Football aficionados will protest that this is untrue and they’d be absolutely right. Lynch was too young to be on the field of play and the scenario is a figment of his imagination – one played out by thousands of school boys every day – To score the winner in a cup final and wheel away to lap up the adoration of the faithful at a packed to capacity football arena.
Lynch is proud that he was there to witness an important moment in Celtic history as the dark storm clouds disappeared from the horizon and heralded a bright new era for the Bhoys. Lynch recalls the roars of elation and relief as Celtic lifted a trophy after 8 barren years. It had been tough, gruelling, disheartening, dark and the success lifted the collective gloom which had enveloped the Celtic brigade. Lynch recalls that historic moment: “I could see the beads of sweat on their brows, and the steam from their exhausted heads. And I couldn’t hide my unbridled elation.”

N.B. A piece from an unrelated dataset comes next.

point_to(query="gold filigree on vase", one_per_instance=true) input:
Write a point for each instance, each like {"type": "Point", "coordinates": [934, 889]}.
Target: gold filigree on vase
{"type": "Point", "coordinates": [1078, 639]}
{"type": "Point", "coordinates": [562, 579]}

Celtic had won their first trophy under a man who Lynch would later call “Boss.” Jock Stein, Scotland’s greatest ever manager, had started his transformation of Celtic and Scottish football would never be the same again.
As a youngster, Lynch had got involved at the national stadium through a childhood friend, Sandy West, who lived around the corner from his family in Cardonald in Glasgow’s South Side. His dad was a Queen’s Park Director and he was asked to help out on ball-boy duty.
He recalls: “The downside was that I had to attend Queen’s Park home games, but the cup finals and international matches more than made up for that. By that age, I was already football-daft and it meant that I could get close to the action and to some of my heroes.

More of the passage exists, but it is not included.